Aujourd’hui, dimanche 26 octobre 2014, voilà que dans son accélération fulgurante – depuis le 14 janvier 2011 – elle porte en elle les germes de sa propre défatalisation. La démocratie fantasmée, pour laquelle ont lutté les militants et qui s’est libérée parles effusions de sang « incantatoires » des martyrs, versé pour elle, tend la main aux Tunisiens. Elle est généreusement là, mais son regard sera sévère.

Sévère d’abord parce qu’en ces temps de hautes turbulences, de périls terroristes qui guettent le pays, elle n’aura guère de clémence envers ceux qui la boycotteront. C’est-à-dire ceux parmi nos compatriotes qui, au nom de la suspicion et des préjugés réducteurs à l’endroit des politiques, adopteront la politique de l’autruche, et n’iront pas voter.
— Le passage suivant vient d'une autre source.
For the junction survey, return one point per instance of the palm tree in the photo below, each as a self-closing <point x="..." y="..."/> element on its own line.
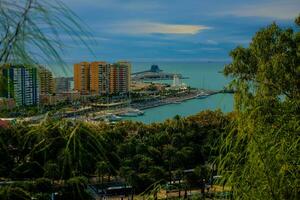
<point x="102" y="169"/>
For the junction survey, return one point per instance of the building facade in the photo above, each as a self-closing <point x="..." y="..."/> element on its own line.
<point x="21" y="83"/>
<point x="99" y="78"/>
<point x="82" y="77"/>
<point x="46" y="81"/>
<point x="120" y="77"/>
<point x="62" y="84"/>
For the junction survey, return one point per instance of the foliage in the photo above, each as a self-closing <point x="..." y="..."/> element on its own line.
<point x="141" y="154"/>
<point x="261" y="154"/>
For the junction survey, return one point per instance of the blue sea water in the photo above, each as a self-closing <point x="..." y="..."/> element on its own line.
<point x="201" y="75"/>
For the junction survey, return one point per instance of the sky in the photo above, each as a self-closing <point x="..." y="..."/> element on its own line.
<point x="173" y="30"/>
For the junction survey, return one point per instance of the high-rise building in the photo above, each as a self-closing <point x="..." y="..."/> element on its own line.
<point x="62" y="84"/>
<point x="120" y="77"/>
<point x="21" y="83"/>
<point x="99" y="78"/>
<point x="82" y="77"/>
<point x="46" y="81"/>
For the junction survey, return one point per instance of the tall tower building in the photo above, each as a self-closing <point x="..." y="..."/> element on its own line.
<point x="120" y="77"/>
<point x="46" y="81"/>
<point x="99" y="78"/>
<point x="21" y="83"/>
<point x="82" y="77"/>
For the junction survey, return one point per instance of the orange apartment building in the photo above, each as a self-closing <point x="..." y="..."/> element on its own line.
<point x="82" y="77"/>
<point x="100" y="78"/>
<point x="119" y="77"/>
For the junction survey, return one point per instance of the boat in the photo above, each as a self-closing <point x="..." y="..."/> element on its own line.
<point x="176" y="102"/>
<point x="132" y="113"/>
<point x="203" y="95"/>
<point x="112" y="118"/>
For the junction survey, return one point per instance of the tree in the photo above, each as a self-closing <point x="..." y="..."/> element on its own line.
<point x="31" y="31"/>
<point x="102" y="169"/>
<point x="261" y="153"/>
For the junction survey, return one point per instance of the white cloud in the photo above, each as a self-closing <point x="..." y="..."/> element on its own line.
<point x="139" y="27"/>
<point x="282" y="9"/>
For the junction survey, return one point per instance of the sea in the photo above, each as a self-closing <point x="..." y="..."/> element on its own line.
<point x="206" y="75"/>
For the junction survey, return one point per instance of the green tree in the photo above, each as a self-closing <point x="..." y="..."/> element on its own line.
<point x="261" y="153"/>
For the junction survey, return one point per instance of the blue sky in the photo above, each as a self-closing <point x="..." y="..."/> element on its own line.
<point x="174" y="30"/>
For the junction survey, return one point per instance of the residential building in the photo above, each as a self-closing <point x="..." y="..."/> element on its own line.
<point x="46" y="81"/>
<point x="62" y="84"/>
<point x="21" y="84"/>
<point x="7" y="103"/>
<point x="120" y="77"/>
<point x="99" y="78"/>
<point x="82" y="77"/>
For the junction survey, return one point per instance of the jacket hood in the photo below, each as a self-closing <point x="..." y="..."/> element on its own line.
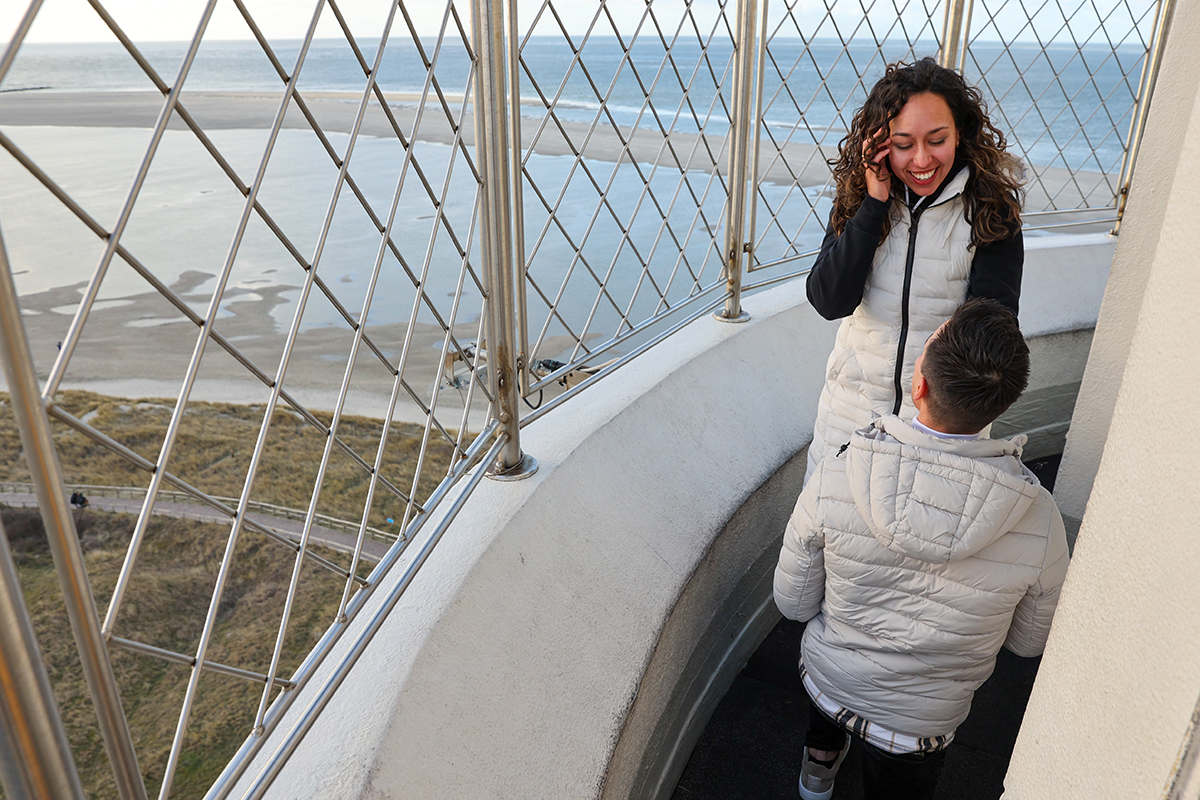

Sévère ensuite à l’égard des âmes faibles qui marchanderont leurs voix, par cupidité, par manque de discernement et de sens des responsabilités.

Sévère enfin à l’endroit de ceux qui ne saisiront pas cette opportunité pour se libérer de tous les dogmatismes, des mauvais déterminismes idéologiques versant dans le fanatisme et la non acceptation de l’Autre, c’est-à-dire la règle démocratique dans ses fondements. Car il s’agit plutôt, dans l’isoloir, autant de prêter l’oreille aux chuchotements du cœur que d’être pragmatique, réaliste, privilégiant les programmes et non la fascination pour les personnes.

Les hommes passent en effet, les institutions restent. Ici, à Dar Assabah, tous supports confondus, nous avons fait de la neutralité, de la fidélité aux faits rapportés, notre ligne de conduite éditoriale et, même notre sacerdoce. Nous avons sillonné avec tous les candidats la République en long et en large. Nous demeurons de ce fait conscients quant à la faculté des Tunisiens à saisir cette opportunité historique de se reconstruire, de croire en un avenir radieux où, même, le meilleur sera possible.

Et alors, la Démocratie nous interpelle. Ne la trahissons pas.